Back in 2018, it was thought that the Rio Paralympics wouldn't be able to go ahead due to a lack of funds. This was a devastating time for many Paralympians who had worked so hard to get to this day, only for their dreams to be crushed. Nevertheless, they continued to train and remained hopeful that it would go ahead despite all the challenges and limitations.
The film shows how they managed to get the games back on track, with organisations going to the government and seeking funding. It's this dedication and faith that will really move viewers.
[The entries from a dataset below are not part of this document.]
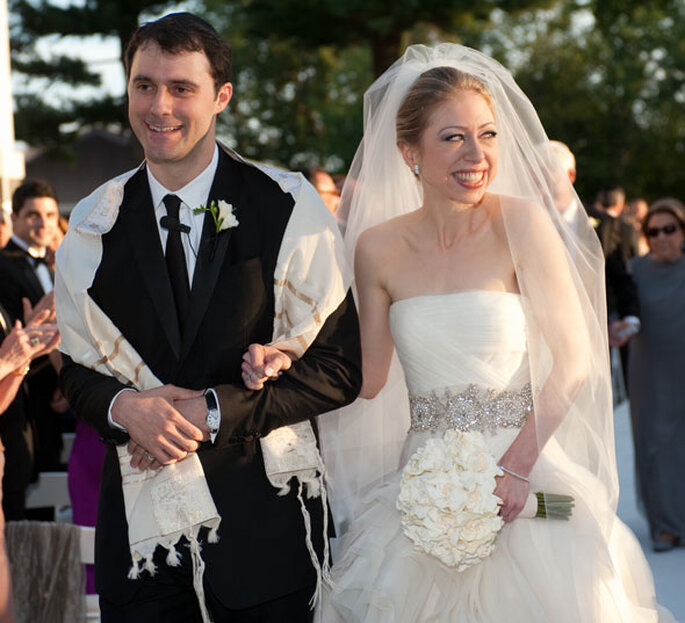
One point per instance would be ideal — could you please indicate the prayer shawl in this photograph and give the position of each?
(310, 281)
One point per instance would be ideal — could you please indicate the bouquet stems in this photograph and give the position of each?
(548, 506)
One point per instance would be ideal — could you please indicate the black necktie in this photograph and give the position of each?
(176, 260)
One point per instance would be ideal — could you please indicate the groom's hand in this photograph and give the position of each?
(195, 411)
(156, 425)
(263, 363)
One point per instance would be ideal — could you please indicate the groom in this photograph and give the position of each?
(190, 294)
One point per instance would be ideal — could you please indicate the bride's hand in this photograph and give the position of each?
(263, 363)
(514, 493)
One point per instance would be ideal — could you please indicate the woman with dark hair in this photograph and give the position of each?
(657, 361)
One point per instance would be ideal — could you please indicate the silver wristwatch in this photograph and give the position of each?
(212, 419)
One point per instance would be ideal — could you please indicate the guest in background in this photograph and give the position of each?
(620, 245)
(635, 212)
(25, 273)
(5, 226)
(18, 348)
(657, 361)
(564, 198)
(325, 186)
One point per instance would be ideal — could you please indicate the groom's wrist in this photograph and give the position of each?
(110, 412)
(213, 418)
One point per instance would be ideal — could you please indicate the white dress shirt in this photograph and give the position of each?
(40, 269)
(193, 195)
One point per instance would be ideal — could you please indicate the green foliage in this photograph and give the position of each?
(607, 79)
(41, 119)
(606, 76)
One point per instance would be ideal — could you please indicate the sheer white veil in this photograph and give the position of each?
(560, 274)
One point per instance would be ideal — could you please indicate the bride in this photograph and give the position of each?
(496, 311)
In the face of adversity, we have these incredibly, talented Paralympians pushing through.
And it does pay off, although never without struggle - something that will leave many battling with their emotions throughout the film.
Viewers can't help but feel gratitude and relief to hear the Paralympic Games went ahead in 2018 after securing funding, however, but this happiness is soon overshadowed when it's revealed very few tickets sold and the athletes were met with an almost empty stadium.
The lack of consideration and effort that appears to be put into the Paralympic Games as opposed to the other sports becomes evident - and it will anger you.
Nevertheless, we see real courage and fight emerge from the darker moments of the documentary.
In one scene, we're shown Boccia players overcoming challenges. Due to the athletes' severe disabilities, the planning committee wondered if they should ask the crowd to lower their tone at the Rio Paralympics.
However, this turned out to be just what the players needed, having never been celebrated in such a way before.
"We're loving it, that's what we always wanted in our life," one says in the film.
The Paralympics isn't just entertaining for viewers, but it changes the lives of the people who compete in it.
And you can see this so clearly in the film, with the many powerful scenes, such as when Bebe Vio won at the Rio Paralympics, despite being injured mid-game.
As Prince Harry states in the documentary, disabled people need to be involved "at large in society", and Rising Phoenix reminds us of this.
It challenges our perceptions of the disabled, while also pushing us to believe in ourselves, because like Vio puts so well towards the end of the film, we can all "do whatever you want"!